Miranda shares the thinking behind what Wellcome wants to achieve in the mental health space in the next 30 years, and how.  

A girl who has been having chemotherapy lays on her bed, surrounded by cards on her walls from the people who love her

Sanne, who is 11 years old, has been having chemotherapy, which at first was very scary for her. But she has been hugely buoyed by the flood of support from her friends and relatives, and she has created a gallery of cards in her bedroom from all the people who love her. Marijn Fidder is trying to help families process these types of experiences by providing photo albums – including positive and negative moments alike – in her project ‘Naughty Cells’.

Credit:

Marijn Fidder / Wellcome Photography Prize 2020

Attribution, Non-Commercial, No Derivative Works CC BY-NC-ND

Wellcome has always funded a wide range of research relevant to mental health, ranging from sub-cellular neuroscience to therapeutic interventions across large-scale populations.

In 2020 we launched our Mental Health Priority Area which committed £200 million to find the next generation of approaches to prevent and treat youth anxiety and depression globally. This was part of our overall vision of a world where no one is held back by mental health problems.

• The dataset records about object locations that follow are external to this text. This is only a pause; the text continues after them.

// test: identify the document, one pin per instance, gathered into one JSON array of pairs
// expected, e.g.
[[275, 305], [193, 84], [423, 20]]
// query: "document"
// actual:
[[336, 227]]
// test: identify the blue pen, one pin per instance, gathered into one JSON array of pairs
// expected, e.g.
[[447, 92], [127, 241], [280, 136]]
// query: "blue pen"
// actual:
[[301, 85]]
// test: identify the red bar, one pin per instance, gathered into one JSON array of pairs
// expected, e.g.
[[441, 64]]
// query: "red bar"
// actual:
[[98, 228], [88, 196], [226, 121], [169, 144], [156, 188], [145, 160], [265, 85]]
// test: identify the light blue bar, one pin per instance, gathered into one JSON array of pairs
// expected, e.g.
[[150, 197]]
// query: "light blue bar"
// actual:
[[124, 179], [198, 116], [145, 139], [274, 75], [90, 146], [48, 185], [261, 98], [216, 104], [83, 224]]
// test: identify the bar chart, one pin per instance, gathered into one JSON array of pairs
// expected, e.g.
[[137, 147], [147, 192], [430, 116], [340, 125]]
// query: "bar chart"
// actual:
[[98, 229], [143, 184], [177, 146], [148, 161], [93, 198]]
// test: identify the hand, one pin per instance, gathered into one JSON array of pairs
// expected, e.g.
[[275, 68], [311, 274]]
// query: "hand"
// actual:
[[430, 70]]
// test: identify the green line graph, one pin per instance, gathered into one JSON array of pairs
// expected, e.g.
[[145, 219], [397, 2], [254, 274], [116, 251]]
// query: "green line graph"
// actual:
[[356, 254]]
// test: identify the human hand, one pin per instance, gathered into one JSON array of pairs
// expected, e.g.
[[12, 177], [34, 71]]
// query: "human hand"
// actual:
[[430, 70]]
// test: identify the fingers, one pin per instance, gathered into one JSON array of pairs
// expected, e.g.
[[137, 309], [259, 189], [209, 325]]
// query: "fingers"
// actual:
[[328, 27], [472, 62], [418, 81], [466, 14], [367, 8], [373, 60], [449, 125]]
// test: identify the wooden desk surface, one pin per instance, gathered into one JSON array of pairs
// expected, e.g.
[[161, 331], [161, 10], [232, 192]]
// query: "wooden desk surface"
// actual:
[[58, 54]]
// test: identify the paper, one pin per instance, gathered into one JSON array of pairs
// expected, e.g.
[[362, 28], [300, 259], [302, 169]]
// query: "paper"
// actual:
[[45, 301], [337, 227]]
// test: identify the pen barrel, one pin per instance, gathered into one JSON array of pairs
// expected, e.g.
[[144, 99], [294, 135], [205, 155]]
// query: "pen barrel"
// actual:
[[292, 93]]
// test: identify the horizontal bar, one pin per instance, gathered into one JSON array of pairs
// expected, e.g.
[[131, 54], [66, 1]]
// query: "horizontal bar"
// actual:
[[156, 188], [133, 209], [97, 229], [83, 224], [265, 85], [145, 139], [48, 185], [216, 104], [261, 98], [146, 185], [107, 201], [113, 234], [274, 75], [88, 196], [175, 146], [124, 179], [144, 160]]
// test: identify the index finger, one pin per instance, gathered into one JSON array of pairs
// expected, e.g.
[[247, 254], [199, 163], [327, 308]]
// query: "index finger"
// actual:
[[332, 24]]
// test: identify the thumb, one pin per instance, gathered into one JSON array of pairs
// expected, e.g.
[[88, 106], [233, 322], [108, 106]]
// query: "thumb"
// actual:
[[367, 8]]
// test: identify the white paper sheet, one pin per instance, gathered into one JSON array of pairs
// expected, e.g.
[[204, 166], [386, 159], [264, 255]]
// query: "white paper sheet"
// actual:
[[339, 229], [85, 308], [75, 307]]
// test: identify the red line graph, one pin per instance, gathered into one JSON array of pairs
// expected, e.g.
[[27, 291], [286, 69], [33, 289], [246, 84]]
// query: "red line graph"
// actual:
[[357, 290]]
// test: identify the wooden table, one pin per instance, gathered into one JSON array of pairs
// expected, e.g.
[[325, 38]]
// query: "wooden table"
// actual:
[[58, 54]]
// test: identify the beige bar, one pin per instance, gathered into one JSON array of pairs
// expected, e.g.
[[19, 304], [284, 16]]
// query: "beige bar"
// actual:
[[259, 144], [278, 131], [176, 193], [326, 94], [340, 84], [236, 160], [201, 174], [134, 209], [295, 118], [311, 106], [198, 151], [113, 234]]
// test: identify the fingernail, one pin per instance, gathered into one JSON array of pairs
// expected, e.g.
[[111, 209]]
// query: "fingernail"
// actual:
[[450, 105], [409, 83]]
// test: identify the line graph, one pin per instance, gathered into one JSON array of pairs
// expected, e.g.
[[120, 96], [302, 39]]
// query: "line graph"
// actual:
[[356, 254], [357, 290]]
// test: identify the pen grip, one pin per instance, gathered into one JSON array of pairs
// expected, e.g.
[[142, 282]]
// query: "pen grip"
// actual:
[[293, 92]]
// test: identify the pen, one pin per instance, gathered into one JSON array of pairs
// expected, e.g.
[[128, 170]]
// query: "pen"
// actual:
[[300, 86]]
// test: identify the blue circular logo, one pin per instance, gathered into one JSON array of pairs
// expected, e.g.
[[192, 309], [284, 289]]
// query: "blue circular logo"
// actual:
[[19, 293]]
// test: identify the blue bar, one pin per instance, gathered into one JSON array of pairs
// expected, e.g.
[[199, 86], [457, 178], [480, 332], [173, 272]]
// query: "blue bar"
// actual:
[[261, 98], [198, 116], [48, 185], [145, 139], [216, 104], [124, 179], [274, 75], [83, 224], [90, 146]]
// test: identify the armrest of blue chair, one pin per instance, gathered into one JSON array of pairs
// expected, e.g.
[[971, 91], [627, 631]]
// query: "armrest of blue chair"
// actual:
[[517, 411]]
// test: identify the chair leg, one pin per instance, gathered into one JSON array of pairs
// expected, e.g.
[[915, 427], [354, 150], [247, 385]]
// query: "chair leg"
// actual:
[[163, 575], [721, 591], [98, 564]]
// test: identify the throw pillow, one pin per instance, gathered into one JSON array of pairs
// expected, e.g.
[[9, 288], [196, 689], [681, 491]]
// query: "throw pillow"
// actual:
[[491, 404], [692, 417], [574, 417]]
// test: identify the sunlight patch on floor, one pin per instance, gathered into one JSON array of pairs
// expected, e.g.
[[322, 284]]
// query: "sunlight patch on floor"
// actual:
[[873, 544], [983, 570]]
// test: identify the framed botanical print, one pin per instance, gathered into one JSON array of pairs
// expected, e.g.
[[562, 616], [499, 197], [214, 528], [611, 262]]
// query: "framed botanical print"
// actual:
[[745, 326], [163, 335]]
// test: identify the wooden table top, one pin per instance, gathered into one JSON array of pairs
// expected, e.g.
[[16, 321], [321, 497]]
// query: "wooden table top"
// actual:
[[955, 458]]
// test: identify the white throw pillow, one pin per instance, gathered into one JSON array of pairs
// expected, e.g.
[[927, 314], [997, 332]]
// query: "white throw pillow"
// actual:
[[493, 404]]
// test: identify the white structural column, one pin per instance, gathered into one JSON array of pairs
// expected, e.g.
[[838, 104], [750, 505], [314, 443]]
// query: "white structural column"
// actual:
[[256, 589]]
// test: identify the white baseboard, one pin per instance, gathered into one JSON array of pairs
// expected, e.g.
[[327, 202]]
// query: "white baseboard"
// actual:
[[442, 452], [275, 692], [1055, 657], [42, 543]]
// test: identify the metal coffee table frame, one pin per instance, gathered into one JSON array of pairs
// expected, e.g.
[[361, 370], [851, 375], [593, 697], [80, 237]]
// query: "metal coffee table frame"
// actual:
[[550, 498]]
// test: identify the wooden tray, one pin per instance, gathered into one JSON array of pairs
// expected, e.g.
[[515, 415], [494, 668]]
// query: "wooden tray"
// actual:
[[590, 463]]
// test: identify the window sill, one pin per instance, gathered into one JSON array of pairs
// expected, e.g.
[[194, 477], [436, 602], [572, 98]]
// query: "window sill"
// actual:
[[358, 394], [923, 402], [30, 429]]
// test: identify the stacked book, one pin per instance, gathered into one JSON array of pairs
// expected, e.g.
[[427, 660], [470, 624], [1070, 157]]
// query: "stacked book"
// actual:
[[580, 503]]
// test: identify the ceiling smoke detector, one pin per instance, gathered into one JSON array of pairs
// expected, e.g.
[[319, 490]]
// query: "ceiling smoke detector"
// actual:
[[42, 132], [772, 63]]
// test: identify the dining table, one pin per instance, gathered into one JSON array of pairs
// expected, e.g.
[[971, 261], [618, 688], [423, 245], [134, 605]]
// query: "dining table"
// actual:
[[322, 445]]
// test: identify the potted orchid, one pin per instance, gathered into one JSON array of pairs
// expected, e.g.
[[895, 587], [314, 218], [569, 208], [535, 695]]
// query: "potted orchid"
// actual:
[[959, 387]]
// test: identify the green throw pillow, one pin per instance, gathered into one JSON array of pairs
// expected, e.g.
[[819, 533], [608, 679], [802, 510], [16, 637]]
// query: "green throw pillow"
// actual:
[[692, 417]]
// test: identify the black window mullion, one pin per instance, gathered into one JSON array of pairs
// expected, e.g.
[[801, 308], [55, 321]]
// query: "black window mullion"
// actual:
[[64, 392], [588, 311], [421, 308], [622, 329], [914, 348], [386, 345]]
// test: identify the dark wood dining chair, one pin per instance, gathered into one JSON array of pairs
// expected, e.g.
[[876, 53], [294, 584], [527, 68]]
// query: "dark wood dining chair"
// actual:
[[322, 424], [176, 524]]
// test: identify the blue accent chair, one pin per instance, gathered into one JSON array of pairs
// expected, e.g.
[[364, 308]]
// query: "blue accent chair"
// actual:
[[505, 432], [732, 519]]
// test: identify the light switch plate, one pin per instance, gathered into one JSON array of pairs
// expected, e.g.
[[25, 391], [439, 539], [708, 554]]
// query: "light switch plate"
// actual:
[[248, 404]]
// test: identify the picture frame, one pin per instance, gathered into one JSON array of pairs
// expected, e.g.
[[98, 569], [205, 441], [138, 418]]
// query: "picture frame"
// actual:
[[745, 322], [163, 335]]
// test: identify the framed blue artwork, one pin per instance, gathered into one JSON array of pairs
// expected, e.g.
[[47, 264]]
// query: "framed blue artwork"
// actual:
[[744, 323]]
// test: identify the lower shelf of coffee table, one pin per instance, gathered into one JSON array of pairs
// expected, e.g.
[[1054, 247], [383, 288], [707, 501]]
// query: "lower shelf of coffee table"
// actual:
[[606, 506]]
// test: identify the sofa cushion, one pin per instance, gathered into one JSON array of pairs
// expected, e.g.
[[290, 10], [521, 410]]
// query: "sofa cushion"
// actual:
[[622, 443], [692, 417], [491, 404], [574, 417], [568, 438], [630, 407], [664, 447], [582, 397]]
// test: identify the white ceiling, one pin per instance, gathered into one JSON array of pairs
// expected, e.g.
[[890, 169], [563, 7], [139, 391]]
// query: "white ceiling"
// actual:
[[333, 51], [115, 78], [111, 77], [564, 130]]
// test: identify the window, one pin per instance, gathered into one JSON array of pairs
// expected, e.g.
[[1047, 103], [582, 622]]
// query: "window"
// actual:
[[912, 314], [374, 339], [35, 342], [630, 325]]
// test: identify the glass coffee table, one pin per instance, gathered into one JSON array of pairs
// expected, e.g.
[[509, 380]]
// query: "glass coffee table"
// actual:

Now, in 2021, we are going one stage further.  

Wellcome has become the world’s first large-scale, independent research funder to prioritise mental health science at scale. Mental health is one of three urgent global health challenges, alongside infectious disease, and climate and health, that Wellcome wants to address in the next 30 years.

Over time, we will expand our focus beyond interventions for youth anxiety and depression, while continuing to:

  • create a more diverse and inclusive mental health science community, underpinned by common metrics and a shared focus on finding new solutions
  • harness the power of population data in a way that balances the needs for privacy of those sharing their data with the needs of open science
  • help form new narratives and dedicate new funding to support the development of more personalised and effective interventions. 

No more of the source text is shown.